Medio Oriente: le esecuzioni di stato come arma contro il dissenso
La situazione si fa ancora più critica in alcuni stati del Medio Oriente, dove Amnesty International ha osservato come la pena di morte venga sistematicamente utilizzata per mettere a tacere voci scomode: difensori dei diritti umani, dissidenti politici, manifestanti pacifici, oppositori politici e minoranze etniche. In particolare, Iran, Iraq e Arabia Saudita insieme hanno registrato un totale di 1.380 esecuzioni. A capo di questo primato l’Iran che nel 2024 ha messo a morte 119 persone in più rispetto all’anno precedente. Un numero che da solo rappresenta il 64% di tutte le esecuzioni note a livello mondiale. “Coloro che hanno osato sfidare le autorità hanno subito la punizione più crudele, in particolare in Iran e in Arabia Saudita, dove la pena di morte è stata impiegata per ridurre al silenzio chi ha avuto il coraggio di esprimersi”, denuncia Agnès Callamard, segretaria generale di Amnesty International.
Congo e Burkina Faso: il rischio di una pericolosa inversione di tendenza
Il rapporto di Amnesty International segnala con preoccupazione anche segnali di una potenziale inversione di tendenza in alcuni paesi africani. In Congo, il governo ha annunciato la sua intenzione di riprendere le esecuzioni, dopo una moratoria di fatto durata anni. Allo stesso modo, le autorità militari del Burkina Faso hanno dichiarato pubblicamente di voler reintrodurre la pena di morte per i reati comuni. Questi annunci rappresentano un passo indietro preoccupante nella lotta globale per l’abolizione della pena capitale e sollevano seri timori per il futuro dei diritti umani in queste nazioni.
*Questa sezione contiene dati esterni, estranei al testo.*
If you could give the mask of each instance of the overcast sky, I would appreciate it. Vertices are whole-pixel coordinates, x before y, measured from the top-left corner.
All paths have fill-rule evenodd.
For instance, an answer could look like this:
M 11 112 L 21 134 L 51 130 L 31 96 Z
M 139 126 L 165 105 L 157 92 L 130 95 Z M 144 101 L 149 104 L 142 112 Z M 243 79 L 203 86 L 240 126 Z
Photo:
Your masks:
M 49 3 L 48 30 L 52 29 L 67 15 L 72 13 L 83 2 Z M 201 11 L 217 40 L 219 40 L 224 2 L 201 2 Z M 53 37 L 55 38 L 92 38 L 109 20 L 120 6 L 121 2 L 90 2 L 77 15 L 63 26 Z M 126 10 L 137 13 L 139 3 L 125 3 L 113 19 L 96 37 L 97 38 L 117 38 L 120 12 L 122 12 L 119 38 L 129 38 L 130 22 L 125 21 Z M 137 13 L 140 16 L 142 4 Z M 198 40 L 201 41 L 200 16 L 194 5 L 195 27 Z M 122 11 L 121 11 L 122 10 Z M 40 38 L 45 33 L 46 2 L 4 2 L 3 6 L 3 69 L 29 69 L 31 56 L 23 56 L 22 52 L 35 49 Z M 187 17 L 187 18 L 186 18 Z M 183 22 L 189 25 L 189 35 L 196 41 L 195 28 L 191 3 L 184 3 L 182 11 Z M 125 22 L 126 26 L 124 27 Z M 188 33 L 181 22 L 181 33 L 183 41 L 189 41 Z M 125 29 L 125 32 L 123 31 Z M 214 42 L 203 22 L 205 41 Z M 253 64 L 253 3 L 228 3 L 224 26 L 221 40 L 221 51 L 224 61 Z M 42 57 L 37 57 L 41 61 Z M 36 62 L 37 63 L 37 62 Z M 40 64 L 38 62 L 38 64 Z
La reintroduzione delle esecuzioni rischia di normalizzare una pratica barbara e inumana, senza apportare alcun beneficio reale in termini di sicurezza pubblica.
La pena di morte: una violazione dei diritti umani
Amnesty International condanna la pena di morte in ogni circostanza, considerandola una violazione del diritto alla vita, sancito dalla Dichiarazione Universale dei Diritti Umani. La sanzione capitale è intrinsecamente crudele, inumana e degradante, e la sua applicazione è spesso viziata da errori giudiziari e discriminazioni. Le argomentazioni a favore della pena di morte basate sul presunto effetto deterrente contro la criminalità, afferma, sono state ripetutamente smentite da studi scientifici. Non esiste alcuna prova convincente che dimostri come la pena capitale sia più efficace di altre forme di punizione nel ridurre i tassi di criminalità. Al contrario, rappresenta una vendetta statale che non porta giustizia alle vittime e non contribuisce a costruire società più sicure e giuste.